The negative impact of early events only started receiving attention relatively recently, when in the early 1990s David J.P. Barker and his colleagues studied the effects of nutrition during the prenatal period on the risk of adulthood diseases such as coronary heart disease (Barker & Martyn, 1992). More recent research has emphasized the role of prenatal immune activation (PIA) in the psychopathology of neurodevelopmental disorders. Prenatal immune activation describes the response of a pregnant woman's immune system to infection, and, crucially, the impact her immune response may have on normal fetal brain development, including the risk of neurodevelopmental disorders in offspring (Smith, Li, Garbett, Mirnics, & Patterson, 2007). The purpose of this article is to (a) provide an overview of neuroanatomical, neurochemical, neuropsychological, and behavioral changes that can result from PIA, (b) discuss potential mechanisms by which these changes can occur, (c) describe the role of the timing of infection in PIA-induced changes in the offspring, (d) explain how PIA is implicated in ASD and SZ, and (e) suggest directions for future research in this field. The idea that PIA can lead to various psychopathologies warrants further exploration, especially seeing that the field of developmental origins of health and disease is relatively contemporary.

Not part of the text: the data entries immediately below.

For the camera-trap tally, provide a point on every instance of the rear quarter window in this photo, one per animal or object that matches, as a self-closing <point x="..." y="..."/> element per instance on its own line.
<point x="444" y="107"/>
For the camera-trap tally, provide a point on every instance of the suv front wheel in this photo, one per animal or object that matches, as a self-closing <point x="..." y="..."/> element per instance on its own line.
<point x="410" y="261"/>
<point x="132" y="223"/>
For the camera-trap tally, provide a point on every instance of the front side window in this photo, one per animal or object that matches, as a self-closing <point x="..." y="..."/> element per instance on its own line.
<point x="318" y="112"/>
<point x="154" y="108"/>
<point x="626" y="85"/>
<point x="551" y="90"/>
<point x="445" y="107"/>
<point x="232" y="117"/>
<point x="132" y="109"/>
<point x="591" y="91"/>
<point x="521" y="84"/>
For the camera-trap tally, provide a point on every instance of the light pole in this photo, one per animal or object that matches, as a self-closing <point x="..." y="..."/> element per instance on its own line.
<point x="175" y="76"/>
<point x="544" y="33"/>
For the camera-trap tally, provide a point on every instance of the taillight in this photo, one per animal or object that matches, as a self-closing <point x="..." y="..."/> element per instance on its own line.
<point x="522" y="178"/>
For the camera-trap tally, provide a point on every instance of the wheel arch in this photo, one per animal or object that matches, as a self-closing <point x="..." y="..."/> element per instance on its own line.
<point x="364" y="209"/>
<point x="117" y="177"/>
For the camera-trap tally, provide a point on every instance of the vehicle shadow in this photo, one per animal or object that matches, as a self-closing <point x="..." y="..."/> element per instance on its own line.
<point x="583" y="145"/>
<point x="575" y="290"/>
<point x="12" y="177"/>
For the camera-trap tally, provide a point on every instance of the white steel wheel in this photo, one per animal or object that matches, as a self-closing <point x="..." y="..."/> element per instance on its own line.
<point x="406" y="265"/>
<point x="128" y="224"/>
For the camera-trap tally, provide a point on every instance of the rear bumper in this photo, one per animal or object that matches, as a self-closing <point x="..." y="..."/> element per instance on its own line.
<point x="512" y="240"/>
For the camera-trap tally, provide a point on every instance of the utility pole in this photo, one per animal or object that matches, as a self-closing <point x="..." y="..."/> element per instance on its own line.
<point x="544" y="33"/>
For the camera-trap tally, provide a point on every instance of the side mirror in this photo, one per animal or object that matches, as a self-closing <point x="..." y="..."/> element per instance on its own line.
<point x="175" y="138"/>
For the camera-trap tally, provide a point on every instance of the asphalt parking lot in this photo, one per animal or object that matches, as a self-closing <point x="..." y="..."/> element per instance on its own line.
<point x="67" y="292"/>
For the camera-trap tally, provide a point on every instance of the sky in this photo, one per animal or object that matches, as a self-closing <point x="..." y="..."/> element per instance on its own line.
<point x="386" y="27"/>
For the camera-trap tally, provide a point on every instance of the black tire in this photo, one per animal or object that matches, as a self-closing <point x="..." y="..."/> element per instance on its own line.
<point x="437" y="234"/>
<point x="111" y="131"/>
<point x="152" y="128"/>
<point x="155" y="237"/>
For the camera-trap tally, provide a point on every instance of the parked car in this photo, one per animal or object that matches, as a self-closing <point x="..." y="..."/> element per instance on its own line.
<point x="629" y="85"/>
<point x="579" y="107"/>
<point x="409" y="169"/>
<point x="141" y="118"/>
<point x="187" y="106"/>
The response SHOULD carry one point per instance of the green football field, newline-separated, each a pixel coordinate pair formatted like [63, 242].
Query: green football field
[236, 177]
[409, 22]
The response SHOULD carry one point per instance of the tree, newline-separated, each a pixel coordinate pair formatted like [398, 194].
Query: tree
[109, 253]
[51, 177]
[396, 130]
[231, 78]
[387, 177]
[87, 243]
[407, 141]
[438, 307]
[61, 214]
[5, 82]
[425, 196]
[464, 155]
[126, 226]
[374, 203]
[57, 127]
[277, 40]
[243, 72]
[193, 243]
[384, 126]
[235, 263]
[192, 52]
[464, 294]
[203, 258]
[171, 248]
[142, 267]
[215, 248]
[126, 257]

This review is based upon our own search of the literature, and thus may have inadvertently excluded certain studies if these were not identified by our search methods or selected for inclusion in the review. Compounding this is the publication bias, such that positive findings are more likely to be published than negative findings. However, results from various studies suggest that PIA may be a significant risk factor for the pathogenesis of ASD and SZ. Studying the role of environmental factors in the onset and progression of ASD and SZ is important because it provides one explanation for the “missing etiology” of these disorders. Importantly, PIA is associated with a variety of structural and functional abnormalities in the brain, which are associated with neuropsychological and behavioral deficits that are commonly observed in ASD and SZ. It is clear that various factors associated with PIA, such as timing, dosage, and type of infection, may differentially affect neurodevelopmental processes involved in the pathogenesis of neurodevelopmental disorders. Understanding PIA models of ASD and SZ can open up new possibilities for treatments for these disorders; however, further research is needed to gain a more definitive understanding of the exact impact of the aforementioned factors associated with PIA on multiple outcomes associated with neurodevelopment in affected offspring.